If an account is flagged, an expert poker player can then look into questionable hands to see if they “make sense” so to speak.

  • Does the unorthodox play only occur when they are in a hand with a specific player?
  • Do these unorthodox plays always pay off for the accused players?
  • Does the player make other unorthodox plays that would be detrimental if they knew another player’s cards?

If a pattern of questionable play is uncovered, the site can take action against the offending players.

The final line of defense: Self-policing

Sometimes, when all else fails, the poker community is able to assemble a case against colluders. This typically happens when the collusion is subtle, and an experienced player’s intuition that something is amiss kicks in.

One of the best examples of this was the Stoxtrader investigation from 2010.

A case of moving goal posts?

Since online poker sites do a good job of insuring game integrity, and can provide the proper evidence to back this up, the real question is whether Pretlow’s collusion concerns are real. Are his concerns based on the safeguards in place not being properly communicated to him, or is this just the latest concern Pretlow has cooked up to explain why online poker didn’t get a vote in the Assembly?

It should be noted that after the bill failed, Pretlow said he pushed for DFS but not online poker because poker wasn’t a game of skill; there was no mention of collusion concerns. The assemblyman told he questioned poker’s skillfulness because you can change the size of the bet, whereas DFS has a fixed entry fee… sort of like a poker tournament.

Pretlow’s reasoning was, shall we say, suspect. And not just to online poker supporters.

New York State Senator John Bonacic, who championed the bill that passed in the Senate, didn’t buy that explanation. Following Pretlow’s comments, Bonacic told, “When I asked him if he was going to move the bill, he said he didn’t know. He never said to me what he told you.”

Bonacic’s criticism of his Pretlow didn’t end there, as he told PokerNews:

“He could have just said that he didn’t have support this time to get it to the floor.

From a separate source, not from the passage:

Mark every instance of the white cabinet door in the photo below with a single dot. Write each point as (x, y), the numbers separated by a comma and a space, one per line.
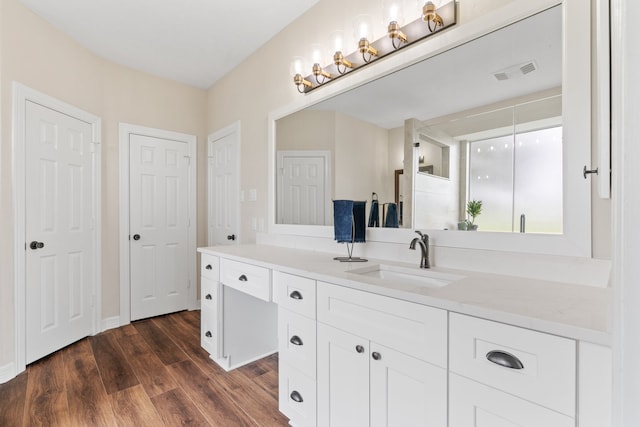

“That would be better than what he said. Why say that when the bill is not going to change? I don’t know how he is going to backtrack, unless he says he spoke to a lot of poker players and changed his mind.”

What Bonacic seems to be saying is Pretlow came up with the “it’s not a game of skill” argument after the fact. Which should make us all wonder if his concerns about collusion are real, or just the next iteration in the classic political game of moving goal posts.